Frequently asked questions about Antisocial Personality Disorder

What is antisocial personality disorder in AP Psych?

It's a Cluster B personality disorder defined by a pervasive pattern of disregarding and violating the rights of others, through deceit, aggression, impulsivity, and lack of remorse. It's covered in Topic 8.6 alongside the other personality disorders.

Does antisocial personality disorder mean someone is shy or avoids people?

No.

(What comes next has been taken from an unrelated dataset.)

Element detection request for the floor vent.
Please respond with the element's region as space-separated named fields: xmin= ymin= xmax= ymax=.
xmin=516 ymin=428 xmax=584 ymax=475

That's the most tested misconception about this term. People with ASPD are often charming and socially engaged; "antisocial" means acting against society's rules and other people's rights, not avoiding social contact.

Is antisocial personality disorder the same as psychopathy?

They overlap heavily, but ASPD is the official DSM diagnosis while psychopathy and sociopathy are informal terms. On the AP exam, the clinically correct answer is always antisocial personality disorder.

How is antisocial personality disorder different from conduct disorder?

Conduct disorder is the childhood and adolescent diagnosis for aggressive, rule-violating behavior, while ASPD is diagnosed only in adults (18+) and requires a history of earlier conduct problems. Age in the question stem usually tells you which answer is correct.

How is antisocial personality disorder different from borderline personality disorder?

Both are Cluster B, but the defining features differ. ASPD centers on disregard for others' rights and lack of remorse, while borderline personality disorder centers on unstable relationships, self-image, and emotions. Practice questions frequently pit these two against each other.